Here, the January 22, 2020 order of the Hon. Eleanora Ofshtein specifically notes that all counterclaims other than those involving rent overcharge were being withdrawn on consent. The phrasing of the order is significant, in that it does not note specific counterclaims that are being withdrawn but is expressly phrased to note the withdrawal of all counterclaims other than those for rent overcharge. Respondent now, having never pleaded a claim for conversion of the security deposit, entirely unrelated to any claim for overcharge, but seeks summary judgment on that unpled claim. To permit respondent now to seek judgment on a claim never pleaded would be inappropriate. The branch of respondent's motion seeking summary judgment for conversion of the security deposit is accordingly denied without prejudice to reassertion of the claim in an appropriate forum.
The remaining branch of respondent's motion seeks summary judgment for rent overcharge. While respondent characterizes the counterclaim for overcharge as unpled, the court finds that descriptor not entirely accurate. Respondents' answers in both proceedings do, in fact, allege overcharge; the scope of damages sought, however, reflects the broader remedies enacted as part of the Housing Security and Tenant Protection Act of 2019 (HSTPA). With the decision of the Court of Appeals in Regina Metro. Co., LLC v. New York State Div. of Hous. and Community Renewal (35 NY3d 332, 356 [2020], rearg denied sub nom. Raden v. W7879, LLC , 35 NY3d 1079 [2020], and rearg denied sub nom. Taylor v. 72A Realty Assoc., L.P. , 35 NY3d 1081 [2020] ) those statutory modifications were held inapplicable under the circumstances of this proceeding, relegating respondents to a claim under the law as it existed prior to passage of the HSTPA. Petitioner cannot reasonably assert either surprise or prejudice due to the instant motion.
At the heart of respondents' claims is the issue of the Building's regulatory status. Specifically, the petition asserts that the Building contains six units and that the Apartment became vacant on or after April 1, 1953; petitioner asserts this in support of the claim that the Apartment is not subject to the Rent Control Law or the Rent Stabilization Law of 1969. While vacancy after April 1, 1953 constitutes an exclusion from rent control for one and two family homes (New York City Rent and Rehabilitation Law [Administrative Code of the City of NY] § 26-403[e][2][i][4] ), that date has no significance under the Rent Stabilization Law of 1969.

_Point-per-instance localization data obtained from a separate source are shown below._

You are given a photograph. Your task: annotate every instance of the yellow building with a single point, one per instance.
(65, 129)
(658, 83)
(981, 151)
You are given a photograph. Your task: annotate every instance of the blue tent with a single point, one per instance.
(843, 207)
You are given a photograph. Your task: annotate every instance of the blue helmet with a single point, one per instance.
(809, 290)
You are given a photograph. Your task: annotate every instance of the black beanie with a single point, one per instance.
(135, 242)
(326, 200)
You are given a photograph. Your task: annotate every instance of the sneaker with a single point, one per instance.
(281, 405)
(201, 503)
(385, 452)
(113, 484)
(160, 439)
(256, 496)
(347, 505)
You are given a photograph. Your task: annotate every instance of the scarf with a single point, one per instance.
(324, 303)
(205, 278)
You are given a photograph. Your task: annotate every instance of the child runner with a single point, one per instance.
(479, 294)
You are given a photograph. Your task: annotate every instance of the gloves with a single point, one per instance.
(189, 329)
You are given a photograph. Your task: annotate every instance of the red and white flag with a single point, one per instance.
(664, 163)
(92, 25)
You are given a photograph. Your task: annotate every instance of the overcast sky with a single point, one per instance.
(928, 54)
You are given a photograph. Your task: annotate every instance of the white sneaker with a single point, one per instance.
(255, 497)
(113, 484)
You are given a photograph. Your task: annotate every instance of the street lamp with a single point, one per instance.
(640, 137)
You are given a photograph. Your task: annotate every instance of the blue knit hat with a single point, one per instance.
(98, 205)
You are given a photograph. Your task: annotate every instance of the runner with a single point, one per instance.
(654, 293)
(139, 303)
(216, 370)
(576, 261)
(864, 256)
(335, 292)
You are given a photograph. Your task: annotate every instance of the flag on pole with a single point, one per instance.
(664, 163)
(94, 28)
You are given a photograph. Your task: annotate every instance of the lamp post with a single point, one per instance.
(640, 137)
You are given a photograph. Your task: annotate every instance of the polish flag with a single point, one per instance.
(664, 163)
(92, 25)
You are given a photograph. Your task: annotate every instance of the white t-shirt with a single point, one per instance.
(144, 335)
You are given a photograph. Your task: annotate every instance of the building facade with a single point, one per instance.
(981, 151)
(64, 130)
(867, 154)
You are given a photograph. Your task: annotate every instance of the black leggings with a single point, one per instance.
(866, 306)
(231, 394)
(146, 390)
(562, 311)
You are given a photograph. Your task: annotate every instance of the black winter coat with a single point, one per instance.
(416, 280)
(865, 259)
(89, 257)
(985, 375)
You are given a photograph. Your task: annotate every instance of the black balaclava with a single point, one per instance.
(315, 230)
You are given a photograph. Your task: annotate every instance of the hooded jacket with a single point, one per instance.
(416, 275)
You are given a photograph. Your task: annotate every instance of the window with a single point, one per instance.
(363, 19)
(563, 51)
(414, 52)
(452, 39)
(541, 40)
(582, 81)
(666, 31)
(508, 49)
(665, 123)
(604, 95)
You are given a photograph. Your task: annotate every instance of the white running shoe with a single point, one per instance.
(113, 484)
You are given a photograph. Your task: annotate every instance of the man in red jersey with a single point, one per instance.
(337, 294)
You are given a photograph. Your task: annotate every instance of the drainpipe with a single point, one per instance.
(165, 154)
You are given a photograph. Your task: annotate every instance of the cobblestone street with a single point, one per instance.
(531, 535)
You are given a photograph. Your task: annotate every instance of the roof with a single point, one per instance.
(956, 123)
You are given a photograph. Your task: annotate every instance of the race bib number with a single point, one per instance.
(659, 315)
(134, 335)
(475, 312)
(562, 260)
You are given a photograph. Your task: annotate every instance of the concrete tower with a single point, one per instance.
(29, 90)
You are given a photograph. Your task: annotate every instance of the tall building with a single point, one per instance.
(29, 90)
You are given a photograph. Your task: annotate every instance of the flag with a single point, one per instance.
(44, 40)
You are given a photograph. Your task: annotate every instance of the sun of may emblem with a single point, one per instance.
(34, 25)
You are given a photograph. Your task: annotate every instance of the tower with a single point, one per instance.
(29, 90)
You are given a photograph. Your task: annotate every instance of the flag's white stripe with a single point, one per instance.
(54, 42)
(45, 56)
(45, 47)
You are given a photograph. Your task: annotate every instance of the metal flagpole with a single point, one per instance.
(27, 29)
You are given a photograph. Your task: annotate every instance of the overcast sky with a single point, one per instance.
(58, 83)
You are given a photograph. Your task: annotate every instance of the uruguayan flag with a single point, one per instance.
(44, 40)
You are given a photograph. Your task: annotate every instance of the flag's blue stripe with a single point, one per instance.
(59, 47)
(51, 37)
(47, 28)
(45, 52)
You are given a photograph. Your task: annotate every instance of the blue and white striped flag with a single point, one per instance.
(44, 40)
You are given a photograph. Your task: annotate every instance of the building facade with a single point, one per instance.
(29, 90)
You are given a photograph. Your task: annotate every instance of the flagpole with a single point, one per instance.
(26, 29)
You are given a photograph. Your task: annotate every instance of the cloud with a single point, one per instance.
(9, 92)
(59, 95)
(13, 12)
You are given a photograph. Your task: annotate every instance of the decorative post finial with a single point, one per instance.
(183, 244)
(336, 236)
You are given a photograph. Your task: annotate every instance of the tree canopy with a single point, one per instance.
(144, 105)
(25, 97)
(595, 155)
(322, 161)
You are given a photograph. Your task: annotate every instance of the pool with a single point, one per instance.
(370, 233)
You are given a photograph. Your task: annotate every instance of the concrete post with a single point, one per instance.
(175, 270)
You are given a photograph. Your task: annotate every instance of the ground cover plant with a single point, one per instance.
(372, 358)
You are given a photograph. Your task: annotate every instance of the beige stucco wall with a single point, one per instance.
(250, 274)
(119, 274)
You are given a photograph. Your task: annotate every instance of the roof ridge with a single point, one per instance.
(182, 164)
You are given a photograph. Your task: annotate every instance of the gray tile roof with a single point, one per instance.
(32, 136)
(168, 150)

The petition then asserts that the Building either contains fewer than six units, was constructed after January 1, 1974 "and/or that the premises have been decontrolled pursuant to the Vacancy Decontrol Law."
Since it is nowhere alleged that the Apartment is subject to rent control, and the petition has earlier asserted that the building contains six dwelling units, the only potentially viable alternative of those offered for exemption from rent stabilization is the claim of vacancy decontrol.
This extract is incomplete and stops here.